Friday, September 20, 2013

A remarkable man

Even if he were not known to the world as Pope Francis, Jorge Bergoglio would be a remarkable man.

Having read the lengthy interview he gave recently to Jesuit publications, I am struck by a man who is, above all, a "people person," full of love and wisdom; an honest, humble man, whose pastoral experience shines through in what he says, which is thoughtful and wide ranging.

Of course, he thinks like a Jesuit, with a broad view of the church as the people of God in need of compassion, not proclamations, as a thinker who values questions: "If one has the answers to all questions--that is the proof God is not with him."  What does this say about his infallible predecessors?

"The Jesuit must be a person whose thought is incomplete, in the sense of open-ended thinking," says Papa Francesco elsewhere in the interview.

About his immediate predecessor, he expresses great affection yet offers a completely opposite philosophy: the church "is the home of all, not a small chapel that can only hold a small group of selected people. We must not reduce the bosom of the universal church to a nest protecting our mediocrity."

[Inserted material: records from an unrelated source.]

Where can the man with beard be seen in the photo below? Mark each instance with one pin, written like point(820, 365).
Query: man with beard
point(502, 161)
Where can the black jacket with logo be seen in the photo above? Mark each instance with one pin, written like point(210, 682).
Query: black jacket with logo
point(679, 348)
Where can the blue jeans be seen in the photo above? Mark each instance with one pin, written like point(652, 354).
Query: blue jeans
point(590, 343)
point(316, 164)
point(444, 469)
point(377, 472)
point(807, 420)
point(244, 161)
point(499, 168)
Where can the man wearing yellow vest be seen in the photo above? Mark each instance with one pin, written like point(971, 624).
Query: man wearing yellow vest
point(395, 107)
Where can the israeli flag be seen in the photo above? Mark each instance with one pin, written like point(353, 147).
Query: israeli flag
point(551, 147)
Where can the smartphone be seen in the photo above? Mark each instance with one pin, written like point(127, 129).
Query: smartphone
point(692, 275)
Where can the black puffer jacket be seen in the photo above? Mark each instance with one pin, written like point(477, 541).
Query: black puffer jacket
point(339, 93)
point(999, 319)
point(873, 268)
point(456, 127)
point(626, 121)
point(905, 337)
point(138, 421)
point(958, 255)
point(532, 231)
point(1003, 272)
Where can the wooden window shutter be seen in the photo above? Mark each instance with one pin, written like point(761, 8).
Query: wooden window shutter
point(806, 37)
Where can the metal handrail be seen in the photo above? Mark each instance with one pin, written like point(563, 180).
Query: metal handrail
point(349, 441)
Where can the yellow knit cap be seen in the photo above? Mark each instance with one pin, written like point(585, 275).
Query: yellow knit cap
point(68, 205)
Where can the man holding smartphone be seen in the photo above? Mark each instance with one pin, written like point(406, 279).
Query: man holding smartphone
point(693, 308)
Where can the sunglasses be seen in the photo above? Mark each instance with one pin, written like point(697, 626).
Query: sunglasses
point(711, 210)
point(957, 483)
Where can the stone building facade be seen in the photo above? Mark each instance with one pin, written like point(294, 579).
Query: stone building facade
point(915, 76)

His refreshing candor about an institution that has "sometimes locked itself up in small things, in small-minded rules" has caught the imagination of many, especially the largest religious group in America: the non-practicing Catholics turned off by the hierarchy of the past 45 years or by the hypocrisy of many clergy. These are people, like me, who have been waiting for the spirit of the Second Vatican Council, with its openness and breadth of vision, to be realized. At last, a new beginning is being made by a caring, thinking, compassionate man who knows that the church he presides over resembles what he calls a "field hospital."

But he knows the way to heal. His most remarkable statement has to do, I think, with his view of the church in the modern world, one that is subject to change and fresh thinking: "the proclamation of the saving love of God comes before moral and religious imperatives. Today it seems that the opposite order is prevailing."

He is taking aim at bishops who, in their ideological singleness of vision, attack gay marriage or call for more official attacks on abortion, giving the Catholic church a reputation for negativity and absolutism.  This pope will have none of that: "it is not necessary to talk about these issues all the time." Why? Because "the church's pastoral mission cannot be obsessed with a disjointed multitude of doctrines to be imposed insistently."

People want pastors who display the love of God, not ones who act like bureaucrats, he says bluntly.  They want priests to bring the love of God to the people where they are, not to lock themselves into a hermetic institution of incense and lace. Having taught psychology and literature, he knows this type of clericalism is unhealthy (he calls it paranoid).

This is not a pope who provides "disciplinarian solutions" to people who "long for an exaggerated doctrinal security." He is not a hard-liner, thank God, because he knows that faith presented only in terms of the catechism becomes an ideology. "The view of the church's teaching as a monolith to defend without nuance or different understandings is wrong." So is a church that does not change.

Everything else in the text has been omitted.